Due to the structural alterations present in the brain of BTBR animals, it was not possible to perform immunohistochemical analyses to evaluate the number of cells positive for the primary anti-Period (per)-1 and anti-npas2 antibodies. For this reason, Real Time (RT)-PCR analyses were performed to quantify and evaluate the gene expression of the aforementioned sleep genes, at the level of the cerebellum.
Briefly, a small portion of the cerebellum was preserved in RNALater and used for RNA extraction (Trizol, Invitrogen). The extracted RNA was treated with RNAsefree DNAse I (New England Biolabs, Ipswich, MA, USA) and 1 ug of total RNA of each sample was reverse transcribed using the RevertAid First Strand cDNA Synthesis Kit (Invitrogen).

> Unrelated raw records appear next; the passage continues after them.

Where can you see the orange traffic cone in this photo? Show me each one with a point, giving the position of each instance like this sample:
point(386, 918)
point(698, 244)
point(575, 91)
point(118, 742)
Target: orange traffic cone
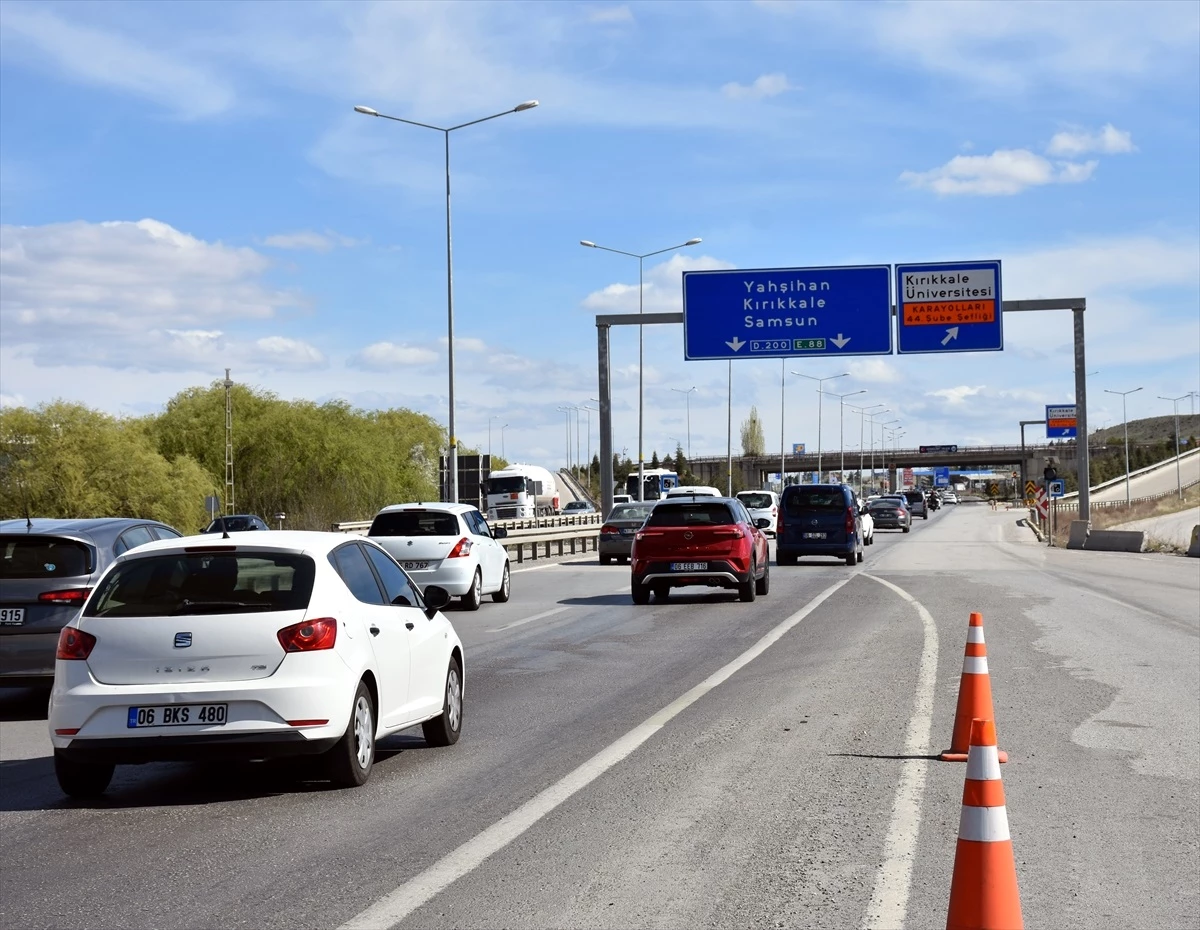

Complementary DNA (cDNA) was then used as a template to evaluate messenger RNA (mRNA) expression of the per1 and npas2 genes. All samples were tested in triplicate and b-actin was used as the house-keeping gene
Further analyses were conducted on hippocampal and cerebellar tissues to assess:

- lipid peroxidation measured as malondialdehyde (MDA) levels (Sigma, Italy). The absorbance of the supernatant was measured with the spectrophotometer at 532 nm (Impellizzeri D et al., Biochem Pharmacol 2016; 119: 27-41);
- nitrogen monoxide (NO) by virtue of the Griess-Ilosvoy reagent (Sigma, Italy) and measured with spectrophotometric technique at 540 nm (Tracey W R et al., J Pharmacol Exp Ther 1995; 272: 1011-1015);
- the activity of the catalase antioxidant enzymes (CAT) (Sinha A K., Anal Biochem 1972; 47: 389-394) and superoxide dismutase (SOD) (Impellizzeri D et al., FASEB J 2019; 33: 11364-1138);
- reduced glutathione (GSH) levels dosed with the 412 nm microplate reader (Ellman G L., Arch Biochem Biophys 1959; 82: 70-77).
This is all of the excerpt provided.